Shiffner, the son of a failed Russia merchant, married well and in 1816 inherited Coombe Place at Offham, north of Lewes, where he had established an electoral interest. He was awarded a baronetcy by Lord Liverpool’s ministry in 1818 and was returned for Lewes for the fourth time in 1820.
He arrived in London for the new session of Parliament on 27 Feb. and voted against more extensive tax reductions, 3 Mar. 1823, before returning to Sussex to attend to local duties. He ensured that he was present to divide against Catholic relief, 17 Apr., and voted for the Irish insurrection bill, 12 May. He divided for the military and naval pensions bill, 18 Apr. He attended a Pitt Club dinner at the Merchant Taylors Hall, 28 May. He voted against inquiry into delays in chancery, 4 June 1823. He hastened to London ‘in defence of Robinson’s budget’, 2 Mar. 1824, returning to Brighton the following day. He was back in attendance at the end of April, but grew tired of waiting for the warehoused wheat bill to be considered and went home on 15 May. He was present for the debate on the prosecution of the Methodist missionary John Smith in Demerara, 31 May, and voted against inquiry, 11 June. He again divided for the Irish insurrection bill, 14 June. His journey back to Coombe, 17 June 1824, took ‘six hours exactly’. Of the debate on the address, 3 Feb. 1825, he recorded tersely, ‘full House, much speechifying, no amendment’. He voted for the Irish unlawful societies bill, 15 Feb., recovered from illness to divide against Catholic relief, 1 Mar., 21 Apr., and voted against the Irish franchise bill, 26 Apr. He defended lord chancellor Eldon from Brougham’s attack, 18 May, after the Lords had rejected the relief bill.

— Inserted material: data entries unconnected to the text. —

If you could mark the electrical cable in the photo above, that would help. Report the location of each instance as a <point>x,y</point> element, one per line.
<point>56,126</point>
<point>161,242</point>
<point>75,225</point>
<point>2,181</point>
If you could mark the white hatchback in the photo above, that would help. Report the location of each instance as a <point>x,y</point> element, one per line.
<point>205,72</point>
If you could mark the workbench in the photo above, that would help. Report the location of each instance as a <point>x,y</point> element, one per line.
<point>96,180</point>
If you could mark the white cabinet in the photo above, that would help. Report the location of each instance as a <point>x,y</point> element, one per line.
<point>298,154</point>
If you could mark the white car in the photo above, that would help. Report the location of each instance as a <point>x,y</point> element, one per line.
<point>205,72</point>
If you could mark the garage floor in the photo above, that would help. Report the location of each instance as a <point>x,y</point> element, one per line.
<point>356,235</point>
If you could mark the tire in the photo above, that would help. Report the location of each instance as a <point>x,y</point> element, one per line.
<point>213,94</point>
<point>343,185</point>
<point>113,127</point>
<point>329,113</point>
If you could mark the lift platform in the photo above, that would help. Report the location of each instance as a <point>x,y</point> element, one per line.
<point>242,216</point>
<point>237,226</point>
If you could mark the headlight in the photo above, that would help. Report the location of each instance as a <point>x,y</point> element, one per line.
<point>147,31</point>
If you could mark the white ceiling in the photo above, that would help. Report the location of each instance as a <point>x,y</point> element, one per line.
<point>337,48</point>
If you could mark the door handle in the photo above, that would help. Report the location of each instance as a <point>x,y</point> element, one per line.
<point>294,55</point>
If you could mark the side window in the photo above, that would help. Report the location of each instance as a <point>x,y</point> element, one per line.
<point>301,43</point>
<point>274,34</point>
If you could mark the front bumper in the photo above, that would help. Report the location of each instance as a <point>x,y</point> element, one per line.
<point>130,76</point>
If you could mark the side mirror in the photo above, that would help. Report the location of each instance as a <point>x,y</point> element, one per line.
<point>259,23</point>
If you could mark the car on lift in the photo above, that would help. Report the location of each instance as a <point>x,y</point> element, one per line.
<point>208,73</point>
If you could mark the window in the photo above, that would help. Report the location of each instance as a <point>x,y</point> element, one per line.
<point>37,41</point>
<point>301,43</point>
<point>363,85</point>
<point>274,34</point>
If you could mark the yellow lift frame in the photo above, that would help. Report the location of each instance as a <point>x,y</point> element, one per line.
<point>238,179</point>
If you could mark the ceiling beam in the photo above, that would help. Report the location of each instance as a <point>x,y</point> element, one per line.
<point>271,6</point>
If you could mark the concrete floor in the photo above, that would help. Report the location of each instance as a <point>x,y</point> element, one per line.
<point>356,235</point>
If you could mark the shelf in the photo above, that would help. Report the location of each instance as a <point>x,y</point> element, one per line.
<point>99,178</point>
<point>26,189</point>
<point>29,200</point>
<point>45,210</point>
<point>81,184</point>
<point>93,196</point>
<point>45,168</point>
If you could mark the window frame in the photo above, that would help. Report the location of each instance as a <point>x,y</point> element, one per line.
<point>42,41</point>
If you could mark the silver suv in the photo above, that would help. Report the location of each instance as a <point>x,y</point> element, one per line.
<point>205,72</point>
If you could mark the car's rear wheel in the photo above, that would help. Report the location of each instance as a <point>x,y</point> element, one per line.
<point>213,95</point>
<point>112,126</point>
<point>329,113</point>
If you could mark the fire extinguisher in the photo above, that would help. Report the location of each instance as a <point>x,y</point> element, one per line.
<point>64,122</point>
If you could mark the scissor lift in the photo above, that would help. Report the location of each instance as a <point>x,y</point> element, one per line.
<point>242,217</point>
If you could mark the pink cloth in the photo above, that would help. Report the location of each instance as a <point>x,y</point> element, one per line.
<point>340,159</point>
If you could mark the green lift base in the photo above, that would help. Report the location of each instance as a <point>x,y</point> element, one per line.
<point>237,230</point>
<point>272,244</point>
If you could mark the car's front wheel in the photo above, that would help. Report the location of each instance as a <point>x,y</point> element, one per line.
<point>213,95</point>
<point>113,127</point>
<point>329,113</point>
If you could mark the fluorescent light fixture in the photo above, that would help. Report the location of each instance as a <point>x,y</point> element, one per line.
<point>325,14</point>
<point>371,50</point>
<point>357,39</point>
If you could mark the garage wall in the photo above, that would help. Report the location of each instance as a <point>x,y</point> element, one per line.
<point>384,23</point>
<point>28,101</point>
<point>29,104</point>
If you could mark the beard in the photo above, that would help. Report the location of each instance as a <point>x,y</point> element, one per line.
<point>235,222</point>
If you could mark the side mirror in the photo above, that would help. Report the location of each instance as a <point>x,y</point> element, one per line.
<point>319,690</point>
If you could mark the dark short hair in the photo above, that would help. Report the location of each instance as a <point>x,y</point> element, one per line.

In September 1825 Shiffner had informed his agent of his determination not to contest Lewes again. His Sussex neighbour John Smith* reckoned him to be a casualty of the uncertainty over the date of the general election, at which he seemed bound to face a contest. In his parting address he declared that the government had ‘carried us triumphantly through times of difficulty and danger’, with such success that ‘individual exertion is not so much called for’.